AVOIDING DUPLICATES IN SQL

The relational model prohibits duplicates; to use SQL relationally, therefore, steps must be taken to prevent them from occurring. Now, if every base table has at least one key (see Chapter 5), then duplicates will never occur in base tables as such. As already mentioned, however, certain SQL expressions can still yield result tables with duplicates. Here are some of the cases in which such tables can be produced:

  • SELECT ALL

  • UNION ALL

  • VALUES (i.e., table value constructor invocations)

Regarding VALUES, see Chapter 3. Regarding ALL, note first that this keyword (and its alternative, DISTINCT) can be specified:

  • In a SELECT clause, immediately following the SELECT keyword

  • In a union, intersection, or difference, immediately following the applicable keyword (UNION, INTERSECT, and EXCEPT, respectively)

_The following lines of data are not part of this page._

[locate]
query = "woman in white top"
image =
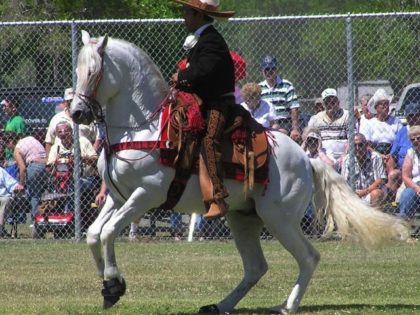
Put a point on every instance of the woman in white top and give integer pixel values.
(410, 197)
(260, 110)
(380, 131)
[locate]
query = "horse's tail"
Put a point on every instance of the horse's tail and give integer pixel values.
(352, 217)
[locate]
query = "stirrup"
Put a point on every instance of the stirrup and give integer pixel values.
(218, 208)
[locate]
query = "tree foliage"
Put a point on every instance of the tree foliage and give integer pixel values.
(24, 10)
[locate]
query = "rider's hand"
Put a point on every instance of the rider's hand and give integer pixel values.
(18, 188)
(174, 78)
(295, 135)
(100, 199)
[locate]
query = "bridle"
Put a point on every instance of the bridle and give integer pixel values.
(98, 116)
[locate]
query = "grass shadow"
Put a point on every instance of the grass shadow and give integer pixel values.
(389, 308)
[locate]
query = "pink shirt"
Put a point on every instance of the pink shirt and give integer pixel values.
(31, 149)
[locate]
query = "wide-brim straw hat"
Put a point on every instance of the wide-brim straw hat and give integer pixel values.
(380, 95)
(209, 7)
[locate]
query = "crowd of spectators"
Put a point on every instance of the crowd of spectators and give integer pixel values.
(382, 169)
(384, 164)
(28, 161)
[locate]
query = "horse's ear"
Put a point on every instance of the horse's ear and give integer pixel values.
(102, 44)
(85, 37)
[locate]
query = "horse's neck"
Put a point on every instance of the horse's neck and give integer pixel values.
(129, 112)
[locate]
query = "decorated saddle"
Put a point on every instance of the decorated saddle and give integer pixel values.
(245, 149)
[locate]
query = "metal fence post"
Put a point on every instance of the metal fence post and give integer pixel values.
(77, 157)
(350, 99)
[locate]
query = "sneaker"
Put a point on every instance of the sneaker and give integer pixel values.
(4, 234)
(132, 236)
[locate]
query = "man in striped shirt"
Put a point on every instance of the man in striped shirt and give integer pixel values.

  • Inside the parentheses in an invocation of a “set function” such as SUM, immediately preceding the argument expression

Note: DISTINCT is the default for UNION, INTERSECT, and EXCEPT; ALL is the default in the other cases.

Now, the “set function” case is special; you must specify ALL, at least implicitly, if you want the function to take duplicate values into account, which sometimes you do (see Chapter 7). But the other cases have to do with elimination of duplicate rows, which must always be done, at least in principle, if you want to use SQL relationally. Thus, the obvious recommendations in those cases are: Always specify DISTINCT; preferably do so explicitly; and never specify ALL. Then you can just forget about duplicate rows entirely.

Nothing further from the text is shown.